Saturday, August 27, 2011

tweed yarns from scratch

I love working with these yarns but they are very time-consuming to make. The spinning is a real pleasure as the fibres are so well carded in the blending process.
To repeat a yarn I weigh out the fibre colours to a recipe which is recorded in my book with a sample of the yarn. So today I'm repeating a yarn colour.

The fibres are predyed New Zealand Romney colours from Tally ho carding, with white. The yarn has a dominant lilac shade but with smaller amounts of bright contrasts such as raspberry pink and jade.

Then I handmix the clumps of colour roughly. The carder is going to do all the work of blending, but mixing at this stage cuts down the number of passes needed.

The fibres are spread in a thin film on the tray so I can still see the metal base through them.

I use the carder at full speed but don't let clumps of fibre through as that can jam the drums and damage the pins.

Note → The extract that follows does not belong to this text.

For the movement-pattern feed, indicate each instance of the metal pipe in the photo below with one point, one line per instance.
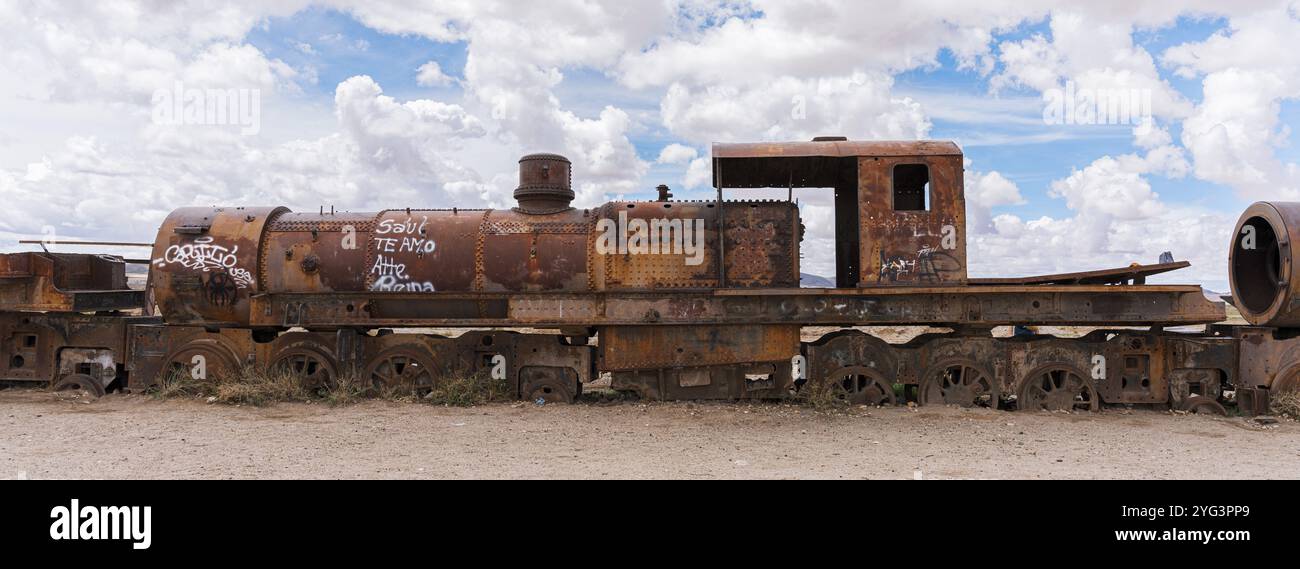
(40, 242)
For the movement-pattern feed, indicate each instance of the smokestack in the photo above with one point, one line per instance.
(545, 183)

First pass you can see the colours still as quite distinct areas and the batt below is still uneven in colour.

I do sometimes spin my batts at this stage and it does make a very pretty yarn with small shots of the individual colours.

So the batts are stripped down into smaller pieces and fed back into the carder for a second carding. Sometimes a third mixing and carding is required.

The finished batts with yarn spun from a previous carding session. The spun yarn always makes the colour appear darker so these batts will spin into a virtually identical yarn. Since I need about a kilo of this yarn for my weaving I have a few more batts to mix and spin.

Here's another colourway blended twice and ready to spin.


Jody said...

Lovely colours Doe.
I am still only getting a 20 gram batt on my SC despite my best efforts. The fibres I am using are pretty fine like Cria/Silk so maybe that has alot to do with it?

Doespins said...

Hi Jody,
Yep the Suri tends to sit on top the pins and floats around, same with the silk on the supercarder. It does take a bit of effort to get a bigger batt with those fibres. While you are learning to use the carder I suggest you put through some wool or wool blends. The carder really does improve with use.